Mesajı Okuyun
Old 10-01-2010, 12:16   #4
Derya DEMİR

 
Varsayılan

Yasa' nın bu zamanda işçi lehine değişmesini maalesef bekleyemiyorum.

Yargıtay' ın ise içtihat değişikliğine gittiği bir çok karar mevcut. Ayrıca, ortalama 4-5 tane cümleyle sınırlı yasa maddeleri sayısız uygulamalar karşısında zaten yetersiz kaldığında, söz konusu boşluklar Yargıtay tarafından doldurulabiliyor. Yasa' da açık olarak düzenlenmemiş birçok husus, Yargıtay tarafından incelenerek, kanunun sözüne ve ruhuna uygun olarak uygulama alanı bulabiliyor.
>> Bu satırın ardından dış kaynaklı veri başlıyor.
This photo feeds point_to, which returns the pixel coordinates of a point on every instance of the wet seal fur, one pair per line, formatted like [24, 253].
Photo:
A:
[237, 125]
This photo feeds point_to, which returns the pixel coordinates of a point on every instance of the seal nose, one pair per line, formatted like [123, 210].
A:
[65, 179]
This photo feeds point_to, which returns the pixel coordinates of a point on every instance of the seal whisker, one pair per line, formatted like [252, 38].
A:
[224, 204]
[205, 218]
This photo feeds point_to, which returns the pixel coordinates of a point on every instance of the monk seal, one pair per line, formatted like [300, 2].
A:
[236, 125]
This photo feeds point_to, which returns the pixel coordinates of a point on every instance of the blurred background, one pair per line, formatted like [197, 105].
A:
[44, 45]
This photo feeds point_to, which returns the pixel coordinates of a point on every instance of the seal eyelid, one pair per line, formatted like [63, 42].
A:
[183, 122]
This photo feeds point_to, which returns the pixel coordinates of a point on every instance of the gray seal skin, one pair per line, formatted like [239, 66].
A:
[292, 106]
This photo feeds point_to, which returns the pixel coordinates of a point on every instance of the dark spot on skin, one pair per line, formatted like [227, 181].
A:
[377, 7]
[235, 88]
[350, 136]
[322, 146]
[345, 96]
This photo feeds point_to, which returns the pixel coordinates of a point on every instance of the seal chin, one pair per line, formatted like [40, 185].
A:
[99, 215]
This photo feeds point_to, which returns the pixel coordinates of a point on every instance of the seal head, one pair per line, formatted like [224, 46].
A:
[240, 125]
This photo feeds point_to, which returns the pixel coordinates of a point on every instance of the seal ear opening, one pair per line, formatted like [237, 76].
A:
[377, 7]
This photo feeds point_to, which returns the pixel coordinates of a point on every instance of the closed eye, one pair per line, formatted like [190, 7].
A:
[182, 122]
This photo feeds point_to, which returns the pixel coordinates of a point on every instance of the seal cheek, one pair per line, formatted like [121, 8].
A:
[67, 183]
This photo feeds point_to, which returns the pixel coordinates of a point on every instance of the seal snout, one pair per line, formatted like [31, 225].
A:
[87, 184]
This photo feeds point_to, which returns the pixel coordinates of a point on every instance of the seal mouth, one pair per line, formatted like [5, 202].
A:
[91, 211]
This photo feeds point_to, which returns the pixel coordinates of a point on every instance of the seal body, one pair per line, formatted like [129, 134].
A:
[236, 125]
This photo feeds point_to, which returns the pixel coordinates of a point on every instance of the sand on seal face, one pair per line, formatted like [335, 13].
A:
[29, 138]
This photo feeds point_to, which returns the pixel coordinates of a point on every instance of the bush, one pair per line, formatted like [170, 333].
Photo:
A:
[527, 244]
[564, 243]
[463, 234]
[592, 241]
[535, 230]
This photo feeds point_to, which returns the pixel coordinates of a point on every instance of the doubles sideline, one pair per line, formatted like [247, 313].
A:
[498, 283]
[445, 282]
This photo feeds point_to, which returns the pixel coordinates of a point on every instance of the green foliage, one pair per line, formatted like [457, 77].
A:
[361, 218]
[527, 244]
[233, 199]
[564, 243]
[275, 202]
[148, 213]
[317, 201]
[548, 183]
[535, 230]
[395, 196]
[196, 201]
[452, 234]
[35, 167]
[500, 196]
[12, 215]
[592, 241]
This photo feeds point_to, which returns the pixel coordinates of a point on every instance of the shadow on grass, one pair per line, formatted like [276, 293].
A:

İş Kanunu maalesef yasalaştığı dönemdeki siyasi gelişmelerden oldukça etkilenebilecek bir yasadır. Bu nedenle de yasalaşma sürecinde, iktidarın yapısına göre biçimlenebilir. Bağımsız ve hakkaniyete uygun olma gibi ölçütler bu durumda Yargı Kararlarıyla bir nebze sağlanabilmelidir.

Bana kalırsa da her yasa bir bütün olarak ve ilgili maddenin amacına uygun olarak yargı kararlarıyla yorumlanabilecektir. Kaldı ki yasaların içtihatla ya da yorumla farklı şekilde uygulanması değil sadece hakkaniyete uygun olarak genişletilmesi mümkündür. Yasanın bir maddesinde amacın ne olduğu tespit edilerek, maddede sözü geçen hakkın kullanılmasının nasıl kolaylaştırılacağı yargı kararlarının doğrultusunu belirlemelidir, nasıl zorlaştırılacağı değil.

Yoksa birinci fıkrada tanınan bir hak, ikinci bir fıkrayla ya da içtihatla baştan kullanılmaz hale gelmiş olur, bu da yasayla tanınan bir hakkın doğumunu baştan engellemiş olur.

Söz konusu maddenin amacının ne olduğuna birlikte bakacak olursak! İşçiye, ücreti haksız bir şekilde belirli bir süre ödenmediğinde, iş görme edimini yerine getirmeme hakkı tanıyarak işverene bir yaptırım uygulayabilmesine olanak yaratmaktır.
Böylelikle de işverenin keyfi uygulamalarla ücreti geç ödemesini engellenmiş olacaktır.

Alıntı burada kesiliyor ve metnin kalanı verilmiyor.